While some uncertainty remains, the ceasefire in Iran is good news and markets will hope the worst-case scenario (oil to $200, stagflation, rate hikes) has become a lot less likely. As such, the gunshot reaction will be equities up, the dollar and bond yields down.
Within equities, the recent winners (energy stocks) and losers (travel stocks, airlines) will probably see recent moves unwind somewhat.
Shell’s share price is down this morning on exactly that logic, but it’s worth stepping back and looking at the bigger picture.
From a bottom-up perspective, their trading statement today ahead of next month’s earnings was upbeat. Oil trading results were “significantly higher” and operations in the Middle East appear to have proven resilient in the face of the war.
From a top-down perspective, eyeQ would highlight two things.
A macro relevance score of 74% means Shell (LSE:SHEL) is back in a macro regime for the first time in almost a year.
Second, macro fair value hit a fresh high just before the ceasefire. Higher energy prices, inflation expectations and the move in the gilt yields all provided a macro tailwind to the stock price.
Now all those drivers will move into reverse and already this morning eyeQ model value is down around 150p. The one consolation is the market is moving further and faster, taking the stock 3.4% cheap to aggregate macro conditions.
That’s not a big enough fair value gap to trigger a bullish signal.
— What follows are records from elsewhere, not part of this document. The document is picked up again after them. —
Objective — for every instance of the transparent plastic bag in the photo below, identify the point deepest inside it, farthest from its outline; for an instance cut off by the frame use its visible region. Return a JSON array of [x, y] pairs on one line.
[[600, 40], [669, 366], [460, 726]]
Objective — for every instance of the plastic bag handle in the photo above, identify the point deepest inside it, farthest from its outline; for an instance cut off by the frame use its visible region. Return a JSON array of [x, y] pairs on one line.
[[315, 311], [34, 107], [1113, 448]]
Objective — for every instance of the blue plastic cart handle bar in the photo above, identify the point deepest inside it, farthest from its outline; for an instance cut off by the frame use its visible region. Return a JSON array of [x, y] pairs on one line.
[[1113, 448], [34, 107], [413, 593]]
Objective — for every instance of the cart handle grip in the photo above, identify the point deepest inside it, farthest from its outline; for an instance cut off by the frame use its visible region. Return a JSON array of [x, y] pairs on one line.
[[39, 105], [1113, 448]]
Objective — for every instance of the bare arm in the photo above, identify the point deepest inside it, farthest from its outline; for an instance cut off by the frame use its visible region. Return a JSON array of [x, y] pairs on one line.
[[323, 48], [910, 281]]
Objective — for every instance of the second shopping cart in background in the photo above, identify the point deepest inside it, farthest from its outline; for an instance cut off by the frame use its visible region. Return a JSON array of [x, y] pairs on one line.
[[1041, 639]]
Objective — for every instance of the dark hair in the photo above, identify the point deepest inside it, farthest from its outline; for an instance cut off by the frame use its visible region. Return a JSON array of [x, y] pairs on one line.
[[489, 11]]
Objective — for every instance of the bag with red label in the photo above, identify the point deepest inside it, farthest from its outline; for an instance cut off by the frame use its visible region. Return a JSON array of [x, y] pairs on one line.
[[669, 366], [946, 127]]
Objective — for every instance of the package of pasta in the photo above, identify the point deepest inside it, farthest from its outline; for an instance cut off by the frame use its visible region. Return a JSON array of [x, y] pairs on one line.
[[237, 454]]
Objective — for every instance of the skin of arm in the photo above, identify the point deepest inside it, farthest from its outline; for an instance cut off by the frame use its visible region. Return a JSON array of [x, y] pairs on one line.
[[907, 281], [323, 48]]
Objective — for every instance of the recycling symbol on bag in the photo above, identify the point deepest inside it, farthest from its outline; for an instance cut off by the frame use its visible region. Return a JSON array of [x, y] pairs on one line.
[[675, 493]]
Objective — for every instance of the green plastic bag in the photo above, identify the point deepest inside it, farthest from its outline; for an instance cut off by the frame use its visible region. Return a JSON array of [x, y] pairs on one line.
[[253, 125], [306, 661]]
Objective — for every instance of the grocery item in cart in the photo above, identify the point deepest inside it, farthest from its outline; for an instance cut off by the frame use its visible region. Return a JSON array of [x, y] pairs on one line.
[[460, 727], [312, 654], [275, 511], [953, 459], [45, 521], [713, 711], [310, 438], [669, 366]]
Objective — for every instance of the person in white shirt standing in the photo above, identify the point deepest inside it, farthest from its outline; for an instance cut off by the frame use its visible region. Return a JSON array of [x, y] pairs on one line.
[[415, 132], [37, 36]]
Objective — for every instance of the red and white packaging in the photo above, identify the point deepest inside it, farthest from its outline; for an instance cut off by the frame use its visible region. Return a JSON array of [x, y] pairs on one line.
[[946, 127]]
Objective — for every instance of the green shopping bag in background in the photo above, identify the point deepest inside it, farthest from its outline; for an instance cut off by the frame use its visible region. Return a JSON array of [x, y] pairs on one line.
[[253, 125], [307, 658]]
Plus, this relief rally probably means there’s more air to come out of the energy safe-haven plays in the very near term.
But with macro back in charge, some value starting to build, and the Middle East far from “solved”, Shell is one to watch.

Source: eyeQ. Past performance is not a guide to future performance.
Useful terminology:
Model value
Where our smart machine calculates that any stock market index, single stock or exchange-traded fund (ETF) should be priced (the fair value) given the overall macroeconomic environment.
Model (macro) relevance
How confident we are in the model value. The higher the number the better! Above 65% means the macro environment is critical, so any valuation signals carry strong weight. Below 65%, we deem that something other than macro is driving the price.
Fair Value Gap (FVG)
The difference between our model value (fair value) and where the price currently is. A positive Fair Value Gap means the security is above the model value, which we refer to as “rich”. A negative FVG means that it's cheap. The bigger the FVG, the bigger the dislocation and therefore a better entry level for trades.
Long Term model
This model looks at share prices over the last 12 months, captures the company’s relationship with growth, inflation, currency shifts, central bank policy etc and calculates our key results - model value, model relevance, Fair Value Gap.